Судьбы высокорожденных дочерей правящих домов не были завидными. Делали все, чтобы высокое положение, унаследованное от родителей, не потерпело ущерба. Если не возникала возможность выйти замуж в чужие края соответственно благородству происхождения, оставалось поступать в монастырь. Дочери Оттона II и Феофану София и Аделаида ушли в монастырь, лишь одна Матильда, впрочем, по желанию матери, вступила в неравный брак вопреки принятому обычаю. Как отрицательно оценивала этот брак знать, сообщил Дитмар.45) Поэтому мы можем предполагать, что и брак Феофаны с Остромиром мог восприниматься как мезальянс. Правда, после смерти отца и родных братьев положение Феофаны стало особенно незавидным. Ведь она была дочерью «цесарицы», обвиняемой в коварном замысле лишить Владимировых сыновей от других матерей прав на киевское престолонаследие. Впрочем, в итоге перемен, происшедших в результате борьбы за киевский стол с 1015 по 1026 г., этот брак [118] мог явиться лучшим выходом из положения, не сулившего ничего хорошего. И, вероятно, она предпочла этот неравный брак уходу в монастырь. Остромир и Феофана сочетались браком, по-видимому, 20-е гг., не позднее начала 30-х гг. XI в., учитывая взрослое к 1057 г. потомство. Остромир женился на Феофане, несомненно, с соизволения кровного брата невесты, Ярослава, быть может поощренный князем на такой шаг. Остромир, принадлежавший к новгородской знати, пользовался, видимо, доверием Ярослава, а затем его сыновей Владимира и Изяслава.

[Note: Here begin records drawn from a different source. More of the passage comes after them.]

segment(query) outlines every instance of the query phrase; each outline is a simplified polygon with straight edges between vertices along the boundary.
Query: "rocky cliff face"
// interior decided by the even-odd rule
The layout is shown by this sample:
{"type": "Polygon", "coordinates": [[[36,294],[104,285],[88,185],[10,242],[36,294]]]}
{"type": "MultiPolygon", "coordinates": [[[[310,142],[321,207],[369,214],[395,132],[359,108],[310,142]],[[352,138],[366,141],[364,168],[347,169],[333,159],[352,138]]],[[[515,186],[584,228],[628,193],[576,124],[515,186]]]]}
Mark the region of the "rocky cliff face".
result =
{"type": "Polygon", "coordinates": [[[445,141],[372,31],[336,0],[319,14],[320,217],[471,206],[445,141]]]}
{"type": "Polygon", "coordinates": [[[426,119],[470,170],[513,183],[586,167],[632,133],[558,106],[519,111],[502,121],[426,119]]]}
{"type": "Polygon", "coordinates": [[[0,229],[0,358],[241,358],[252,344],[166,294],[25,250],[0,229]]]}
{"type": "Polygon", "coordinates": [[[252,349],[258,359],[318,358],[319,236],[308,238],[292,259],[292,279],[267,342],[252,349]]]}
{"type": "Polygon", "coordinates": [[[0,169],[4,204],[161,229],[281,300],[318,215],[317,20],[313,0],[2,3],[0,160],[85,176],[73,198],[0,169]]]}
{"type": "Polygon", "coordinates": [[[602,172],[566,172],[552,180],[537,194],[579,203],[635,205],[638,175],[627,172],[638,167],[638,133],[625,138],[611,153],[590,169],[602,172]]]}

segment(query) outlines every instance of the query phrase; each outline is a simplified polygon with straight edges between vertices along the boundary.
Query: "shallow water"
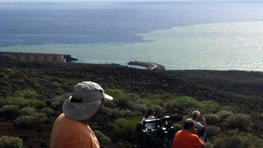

Полугречанка Феофана несомненно поддерживала сношения с родиной матери, где у кормила правления в императорском дворце пребывали ее ближайшие родственники и родственницы (схема). Поэтому можно обоснованно предполагать, что с 30-х гг. XI в. в Новгороде существовала греческая колония, которой покровительствовала Феофана. Художники, частично расписавшие в начале 1050-х гг. только что построенную Софию, быть может, и были греками.46) К их умениям и опыту приобщались местные мастера.
Возможно, загадочные византийские печати некоего протопроэдра Евстафия легче найдут свое объяснение.47) Известный эпизод новгородско-тмутараканской истории — занятие князем Ростиславом Владимировичем и его соратником Вышатой Остромировичем Тмутаракани в 1064 г. приобретает новый оттенок, если принять во внимание, что матерью этого Вышаты была Феофана и что он сам, вероятно, владел греческим языком и уже по одному этому не случайно оказался в греческой Тмутаракани.48)
Таким же образом объяснимо появление на Руси, как раз в Новгороде, некоторых культовых предметов этого времени, как например, [119]
[120] малого Сиона из новгородской Софии, исполненного к середине XI в. в Константинополе.49) Конечно, Феофана — не ключ для объяснения всего, что связывало Новгород с Византией, но, несомненно, некоторые явления в культурной жизни северной столицы Руси могут быть все же соотнесены с ее именем.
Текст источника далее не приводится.